4. The patch according to any one of claims 1 to 3, wherein the higher fatty acid ester is one or more higher fatty acid esters selected from myristic acid ester, palmitic acid ester, stearate ester, oleic acid ester, and linoleic acid ester.
5. The adhesive patch according to any one of claims 1 to 4, wherein the viscosity of a 25% by mass toluene solution of the thermoplastic elastomer at 25°C is 500 mPa·s or more and 2000 mPa·s or less.

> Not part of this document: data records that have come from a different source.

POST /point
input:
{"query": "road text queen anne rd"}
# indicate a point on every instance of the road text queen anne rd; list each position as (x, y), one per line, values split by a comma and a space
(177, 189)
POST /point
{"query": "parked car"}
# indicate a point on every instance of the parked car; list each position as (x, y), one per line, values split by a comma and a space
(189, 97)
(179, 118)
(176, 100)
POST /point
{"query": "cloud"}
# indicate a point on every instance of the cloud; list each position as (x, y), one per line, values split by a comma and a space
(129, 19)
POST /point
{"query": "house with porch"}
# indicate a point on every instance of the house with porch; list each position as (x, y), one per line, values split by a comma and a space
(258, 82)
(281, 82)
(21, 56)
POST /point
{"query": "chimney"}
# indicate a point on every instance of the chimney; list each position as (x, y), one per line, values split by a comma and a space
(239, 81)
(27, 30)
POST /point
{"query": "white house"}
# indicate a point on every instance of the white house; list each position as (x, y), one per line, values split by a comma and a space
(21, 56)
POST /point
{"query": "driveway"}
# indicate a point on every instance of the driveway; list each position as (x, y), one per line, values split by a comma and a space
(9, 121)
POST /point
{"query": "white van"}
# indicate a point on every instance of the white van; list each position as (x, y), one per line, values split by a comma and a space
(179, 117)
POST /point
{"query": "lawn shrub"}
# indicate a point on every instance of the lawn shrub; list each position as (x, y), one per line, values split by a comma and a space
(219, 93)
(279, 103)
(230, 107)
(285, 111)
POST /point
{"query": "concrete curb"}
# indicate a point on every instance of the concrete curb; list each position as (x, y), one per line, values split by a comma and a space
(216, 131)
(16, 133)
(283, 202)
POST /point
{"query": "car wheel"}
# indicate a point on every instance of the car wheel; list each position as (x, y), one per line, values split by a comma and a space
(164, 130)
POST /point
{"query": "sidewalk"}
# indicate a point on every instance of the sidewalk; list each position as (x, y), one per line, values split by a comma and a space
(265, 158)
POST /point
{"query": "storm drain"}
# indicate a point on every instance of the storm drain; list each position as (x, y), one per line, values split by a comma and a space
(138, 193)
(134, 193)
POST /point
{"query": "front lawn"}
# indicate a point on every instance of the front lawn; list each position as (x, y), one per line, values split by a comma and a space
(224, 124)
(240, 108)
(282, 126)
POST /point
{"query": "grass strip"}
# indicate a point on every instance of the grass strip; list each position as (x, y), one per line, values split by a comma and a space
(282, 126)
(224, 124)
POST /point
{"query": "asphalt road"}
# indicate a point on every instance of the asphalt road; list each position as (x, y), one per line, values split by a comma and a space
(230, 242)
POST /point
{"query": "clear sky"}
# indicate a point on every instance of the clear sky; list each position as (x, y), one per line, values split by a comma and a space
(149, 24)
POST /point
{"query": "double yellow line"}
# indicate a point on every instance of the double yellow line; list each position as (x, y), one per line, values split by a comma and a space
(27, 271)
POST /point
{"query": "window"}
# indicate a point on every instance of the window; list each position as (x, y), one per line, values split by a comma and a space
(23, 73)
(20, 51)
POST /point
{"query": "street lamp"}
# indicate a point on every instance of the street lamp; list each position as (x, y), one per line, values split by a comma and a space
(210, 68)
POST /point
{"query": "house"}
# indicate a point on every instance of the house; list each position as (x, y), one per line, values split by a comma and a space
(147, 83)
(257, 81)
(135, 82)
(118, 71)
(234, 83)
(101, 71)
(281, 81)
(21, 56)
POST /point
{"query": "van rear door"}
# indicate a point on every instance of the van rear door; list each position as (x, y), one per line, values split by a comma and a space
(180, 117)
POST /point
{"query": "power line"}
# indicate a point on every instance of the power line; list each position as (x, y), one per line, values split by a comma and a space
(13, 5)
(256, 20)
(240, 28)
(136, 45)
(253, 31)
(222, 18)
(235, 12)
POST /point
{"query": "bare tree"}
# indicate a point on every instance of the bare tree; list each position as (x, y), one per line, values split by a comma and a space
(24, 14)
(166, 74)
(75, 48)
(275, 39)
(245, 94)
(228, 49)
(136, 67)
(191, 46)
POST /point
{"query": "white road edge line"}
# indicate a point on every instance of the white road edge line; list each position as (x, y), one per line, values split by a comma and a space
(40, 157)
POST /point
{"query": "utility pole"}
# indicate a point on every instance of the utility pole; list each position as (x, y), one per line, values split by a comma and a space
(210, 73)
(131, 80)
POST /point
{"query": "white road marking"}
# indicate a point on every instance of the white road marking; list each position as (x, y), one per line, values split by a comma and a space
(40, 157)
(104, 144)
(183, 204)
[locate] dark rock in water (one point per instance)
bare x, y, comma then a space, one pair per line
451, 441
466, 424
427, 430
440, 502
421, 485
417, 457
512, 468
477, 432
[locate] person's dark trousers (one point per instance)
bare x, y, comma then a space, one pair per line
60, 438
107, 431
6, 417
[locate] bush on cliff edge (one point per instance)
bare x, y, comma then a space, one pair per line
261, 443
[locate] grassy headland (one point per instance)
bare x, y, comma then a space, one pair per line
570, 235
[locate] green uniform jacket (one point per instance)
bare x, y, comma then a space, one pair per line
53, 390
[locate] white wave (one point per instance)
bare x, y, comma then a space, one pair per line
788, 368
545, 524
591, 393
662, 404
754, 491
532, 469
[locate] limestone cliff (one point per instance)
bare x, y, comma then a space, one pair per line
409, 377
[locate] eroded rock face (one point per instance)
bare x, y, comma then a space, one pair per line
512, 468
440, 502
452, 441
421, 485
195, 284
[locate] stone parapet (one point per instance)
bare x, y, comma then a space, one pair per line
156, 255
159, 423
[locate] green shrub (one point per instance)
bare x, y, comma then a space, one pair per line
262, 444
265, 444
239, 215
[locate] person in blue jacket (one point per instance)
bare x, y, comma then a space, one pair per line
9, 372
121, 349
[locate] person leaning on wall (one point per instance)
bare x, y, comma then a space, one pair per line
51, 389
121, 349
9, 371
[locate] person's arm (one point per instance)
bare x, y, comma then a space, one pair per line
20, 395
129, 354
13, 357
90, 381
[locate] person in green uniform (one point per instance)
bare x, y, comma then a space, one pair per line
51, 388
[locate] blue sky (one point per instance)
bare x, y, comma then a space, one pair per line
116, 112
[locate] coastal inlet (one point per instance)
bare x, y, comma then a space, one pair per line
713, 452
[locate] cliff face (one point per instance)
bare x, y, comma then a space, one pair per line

6. The adhesive patch according to any one of claims 1 to 5, wherein the adhesive layer contains 5% by mass or more of a tackifier.
7. The patch according to any one of claims 1 to 6, wherein the fatty acid monoester of the polyhydric alcohol is a propylene glycol fatty acid monoester.
8. The adhesive patch according to any one of claims 1 to 7, wherein the adhesive layer further comprises a higher alcohol having 12 to 30 carbon atoms.
9. The patch according to claim 8, wherein the higher alcohol is oleyl alcohol and / or lauryl alcohol.
10. The patch according to any one of claims 1 to 9, wherein the local anesthetic is one or more selected from the group consisting of tetracaine, lidocaine, prilocaine, bupivacaine, mepivacaine, benzocaine, levobupivacaine, and ropivacaine.
11. The patch according to any one of claims 1 to 9, wherein the local anesthetic is tetracaine.